Aside from exasperation and impatience, many parents try to address the regression by reminding their child that he is "such a big boy" (or girl, of course), "not a baby anymore" and "so grown-up", as if to say "big boys and girls don't have these problems" so neither should you. And in fact, parents often suddenly think of their older child (who was just a baby himself a few weeks ago) as big when they compare him to the new baby. But here's the rub. By saying these things parents may actually prolong the regressive behaviors without realizing it. If the child is trying to get attention by being a baby, telling him "big boys" use the toilet, go to sleep at night alone, or go to school without crying, will only confirm that he's right not to be doing these things any more.

Is it okay to compliment a "big brother" if he's not regressing?

Sometimes parents talk about how proud they are of their "big boy", telling friends what a wonderful big brother he is and how helpful he has been with the baby. Then all of a sudden, it could be months down the road, his behavior starts to deteriorate or he begins to show signs of regression in one or more areas. Your otherwise cooperative, pleasant child is now having tantrums, behaving badly and may also be having some of the other difficulties we've been discussing. I'm sure you're recognizing Matthew (or maybe your own child) in this description. So, what's going on? Sweet, brotherly Matthew has suddenly realized that just about the only way he gets attention these days is by being the big brother, and he doesn't like it anymore. So what seems like all of a sudden to his parents, he figures out other ways to get attention for himself that don't involve being a big brother. In fact they don't involve being big at all! As you can see, constant praise for being a wonderful big sister or brother can be another trigger that can cause regressive behaviors. And all this time you thought you were doing something good by complimenting his skill and caring for the baby.

So how do I know what to do and when to do it?

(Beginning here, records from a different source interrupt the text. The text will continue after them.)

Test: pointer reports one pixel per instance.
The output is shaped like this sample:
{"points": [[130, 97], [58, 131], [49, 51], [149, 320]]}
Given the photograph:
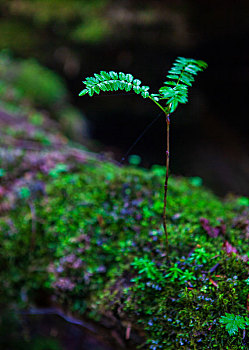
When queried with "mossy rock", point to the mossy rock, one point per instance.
{"points": [[89, 234]]}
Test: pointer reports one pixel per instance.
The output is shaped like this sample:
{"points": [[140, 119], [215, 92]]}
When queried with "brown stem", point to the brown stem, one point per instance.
{"points": [[166, 187]]}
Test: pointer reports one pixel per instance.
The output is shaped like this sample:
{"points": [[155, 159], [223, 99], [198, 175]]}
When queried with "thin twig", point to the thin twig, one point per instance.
{"points": [[166, 187]]}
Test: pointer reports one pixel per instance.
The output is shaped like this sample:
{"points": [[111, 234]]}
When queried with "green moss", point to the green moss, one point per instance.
{"points": [[98, 246]]}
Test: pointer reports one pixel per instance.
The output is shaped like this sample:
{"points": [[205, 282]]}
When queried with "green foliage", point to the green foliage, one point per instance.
{"points": [[147, 267], [93, 254], [174, 272], [181, 76], [112, 81], [234, 322]]}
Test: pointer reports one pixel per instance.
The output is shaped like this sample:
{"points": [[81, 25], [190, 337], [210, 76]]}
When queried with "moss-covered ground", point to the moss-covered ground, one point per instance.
{"points": [[79, 231], [90, 234]]}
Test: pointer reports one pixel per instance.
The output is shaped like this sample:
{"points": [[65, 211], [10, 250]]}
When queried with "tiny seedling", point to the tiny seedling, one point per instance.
{"points": [[174, 91]]}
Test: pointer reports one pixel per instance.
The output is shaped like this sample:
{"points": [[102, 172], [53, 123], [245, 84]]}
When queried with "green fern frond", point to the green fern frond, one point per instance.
{"points": [[181, 76], [112, 81]]}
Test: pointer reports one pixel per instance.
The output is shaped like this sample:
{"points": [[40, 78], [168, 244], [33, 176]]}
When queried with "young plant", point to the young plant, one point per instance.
{"points": [[174, 91]]}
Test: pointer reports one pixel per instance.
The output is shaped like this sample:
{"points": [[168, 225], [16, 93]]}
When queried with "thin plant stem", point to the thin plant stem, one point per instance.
{"points": [[166, 187]]}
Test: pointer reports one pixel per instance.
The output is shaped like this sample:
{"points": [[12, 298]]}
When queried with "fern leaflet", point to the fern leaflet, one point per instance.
{"points": [[181, 76], [112, 81]]}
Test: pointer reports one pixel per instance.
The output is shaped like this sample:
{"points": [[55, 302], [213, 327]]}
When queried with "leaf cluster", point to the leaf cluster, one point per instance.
{"points": [[181, 77], [175, 90], [112, 81]]}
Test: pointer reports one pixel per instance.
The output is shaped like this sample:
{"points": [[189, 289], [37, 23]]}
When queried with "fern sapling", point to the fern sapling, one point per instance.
{"points": [[174, 91]]}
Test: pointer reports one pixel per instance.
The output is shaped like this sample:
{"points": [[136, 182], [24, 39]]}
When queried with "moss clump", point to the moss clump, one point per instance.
{"points": [[93, 238]]}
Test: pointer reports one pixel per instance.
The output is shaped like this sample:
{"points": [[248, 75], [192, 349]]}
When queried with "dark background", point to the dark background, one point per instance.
{"points": [[209, 135]]}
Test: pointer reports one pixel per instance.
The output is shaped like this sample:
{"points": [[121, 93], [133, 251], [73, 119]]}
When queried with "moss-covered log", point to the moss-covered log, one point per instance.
{"points": [[84, 233]]}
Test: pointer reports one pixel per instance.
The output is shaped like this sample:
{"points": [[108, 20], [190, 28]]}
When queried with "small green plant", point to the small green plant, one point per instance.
{"points": [[174, 91], [234, 322]]}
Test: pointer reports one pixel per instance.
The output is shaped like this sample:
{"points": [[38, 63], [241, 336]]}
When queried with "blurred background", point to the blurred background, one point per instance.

Of course, not all children will have a negative reaction to being praised for being a terrific big sister or brother. In fact some will thrive on it. Furthermore, as you can see from Matthew, some children will like it at first and then get fed up with it later. The key is to pay very close attention to your child's behaviors. If you see signs of regression in milestones or consistent changes in mood or personality it is worth asking yourself what might be going on that could be causing these changes. Perhaps you need to look closely at your interactions with your child because regression and big shifts in behavior are hallmark symptoms that some kind of sibling rivalry has kicked in, and is really eating away at the big sister or brother. Usually, all it takes is an adjustment in the amount and type of attention you give to your child.

  • Focus on your child's individual achievements and how special he is.
  • Don't focus only on his skill as a big brother.
  • If you want to encourage brotherly or sisterly behavior, do so gently without forcing it on the child.
  • If you see signs of regression in any skills that had been mastered, try and pay even closer attention to the interactions between you and your child.
  • Try to be as patient as possible with your child. If you are aggravated and short with him, it will confirm his worst fear, which is that you favor the baby.
  • Spend some "special time" alone with your older child. Even fifteen minutes a day can help him feel you value him and you don't want to be with the baby all the time (this goes for mom and dad.)

You'd be surprised how clearly kids can tell us what they need, and how resilient they can be when we are able to figure out how to meet their needs in the best way possible.